Through MISCADA’s FinMath specialisation, students will be introduced to the mathematical principles behind modern financial markets. Financial mathematics draws on tools from probability theory, statistics, partial differential equations, and scientific computing, and is widely used in investment banks, hedge funds, insurance companies, corporate treasuries, and regulatory agencies to solve such problems as derivative pricing, portfolio selection, and risk management.
The FinMath specialisation has a very strong mathematical flavour and educates students who will later on work within the quantitative divisions of fintech companies. To succeed, you need a very strong mathematical background (BSc in maths in recommended).
In term 1, students on the FinMath specialization will study our MATH52230 module. This module introduces fundamental ideas of mathematical finance, such as financial derivatives and markets, self-financing portfolios, and arbitrage-free pricing. These ideas will be used to price financial products in both discrete-time and continuous-time markets, using both theoretical and computational approaches, such as Monte Carlo or other numerical methods. The theory includes an introduction to the tools of stochastic calculus and other essential ideas from probability theory, such as martingales.
In term 2, students will continue their financial theory education and select modules from our Core II methodological core.
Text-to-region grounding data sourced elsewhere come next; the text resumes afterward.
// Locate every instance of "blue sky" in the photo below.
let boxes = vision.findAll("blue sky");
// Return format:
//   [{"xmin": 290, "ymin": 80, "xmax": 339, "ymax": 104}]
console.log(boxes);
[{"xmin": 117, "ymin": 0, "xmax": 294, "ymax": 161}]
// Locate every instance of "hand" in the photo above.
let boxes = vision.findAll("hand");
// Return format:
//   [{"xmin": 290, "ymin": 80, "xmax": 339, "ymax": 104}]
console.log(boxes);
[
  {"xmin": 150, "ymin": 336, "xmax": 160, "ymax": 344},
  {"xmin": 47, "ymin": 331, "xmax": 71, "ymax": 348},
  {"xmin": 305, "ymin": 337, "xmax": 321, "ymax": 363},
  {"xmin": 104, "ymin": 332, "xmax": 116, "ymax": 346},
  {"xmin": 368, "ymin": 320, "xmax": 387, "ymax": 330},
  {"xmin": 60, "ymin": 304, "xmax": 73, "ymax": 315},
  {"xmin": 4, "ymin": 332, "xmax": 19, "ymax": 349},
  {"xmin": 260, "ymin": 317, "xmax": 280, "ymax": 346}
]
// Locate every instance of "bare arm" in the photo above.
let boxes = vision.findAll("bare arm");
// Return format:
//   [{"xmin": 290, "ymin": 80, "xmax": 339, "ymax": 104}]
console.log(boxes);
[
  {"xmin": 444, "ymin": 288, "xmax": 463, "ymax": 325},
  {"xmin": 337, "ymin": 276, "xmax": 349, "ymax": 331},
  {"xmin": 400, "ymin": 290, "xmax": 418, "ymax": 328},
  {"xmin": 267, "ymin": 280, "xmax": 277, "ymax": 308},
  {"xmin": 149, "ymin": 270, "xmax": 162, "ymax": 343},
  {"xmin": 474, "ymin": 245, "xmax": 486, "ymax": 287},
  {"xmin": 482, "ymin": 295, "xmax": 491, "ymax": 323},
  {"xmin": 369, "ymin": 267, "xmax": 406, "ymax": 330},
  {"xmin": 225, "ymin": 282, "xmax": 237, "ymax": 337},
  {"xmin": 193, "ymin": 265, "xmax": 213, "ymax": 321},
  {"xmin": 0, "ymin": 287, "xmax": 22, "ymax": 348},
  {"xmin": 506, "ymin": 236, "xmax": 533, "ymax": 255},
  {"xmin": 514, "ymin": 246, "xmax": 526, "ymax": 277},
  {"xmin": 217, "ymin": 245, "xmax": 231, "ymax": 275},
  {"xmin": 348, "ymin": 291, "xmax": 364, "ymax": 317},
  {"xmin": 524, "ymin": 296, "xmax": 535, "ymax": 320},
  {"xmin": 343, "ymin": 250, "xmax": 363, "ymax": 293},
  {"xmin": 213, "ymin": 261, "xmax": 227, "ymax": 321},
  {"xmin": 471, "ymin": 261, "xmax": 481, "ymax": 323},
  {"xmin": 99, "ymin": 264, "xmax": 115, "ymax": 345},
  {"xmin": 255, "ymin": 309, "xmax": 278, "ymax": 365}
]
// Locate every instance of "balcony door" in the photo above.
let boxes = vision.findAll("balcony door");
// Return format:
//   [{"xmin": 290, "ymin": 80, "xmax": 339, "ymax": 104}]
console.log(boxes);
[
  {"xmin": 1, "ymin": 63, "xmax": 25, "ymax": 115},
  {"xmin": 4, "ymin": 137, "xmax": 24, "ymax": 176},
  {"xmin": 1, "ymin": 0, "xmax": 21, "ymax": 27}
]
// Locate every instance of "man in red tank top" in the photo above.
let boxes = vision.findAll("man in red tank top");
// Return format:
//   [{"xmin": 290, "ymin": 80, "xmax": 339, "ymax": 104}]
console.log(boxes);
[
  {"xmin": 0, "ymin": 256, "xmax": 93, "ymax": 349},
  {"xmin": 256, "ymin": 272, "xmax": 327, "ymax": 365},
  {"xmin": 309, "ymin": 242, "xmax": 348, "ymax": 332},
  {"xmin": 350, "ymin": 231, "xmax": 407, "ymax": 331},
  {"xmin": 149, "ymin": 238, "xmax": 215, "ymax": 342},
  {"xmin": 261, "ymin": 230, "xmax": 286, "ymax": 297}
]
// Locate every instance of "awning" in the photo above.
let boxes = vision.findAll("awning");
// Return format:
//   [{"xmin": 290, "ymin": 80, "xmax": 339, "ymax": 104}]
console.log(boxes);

While students are free to choose any combination from this list, we do recommend them to focus on the statistics modules, as computational statistics has an important role in the financial industry.
To prepare for this specialisation area, we recommend consulting An Introduction to Financial Option Valuation by D. Higham for an overview of some relevant financial concepts and models (Durham library access: here), and Introduction to the Mathematics of Finance by R. Williams for a thorough mathematical treatment (Durham library access: here). Both of these books will also serve as good companions to MATH52230. A full reading list will be provided once term starts.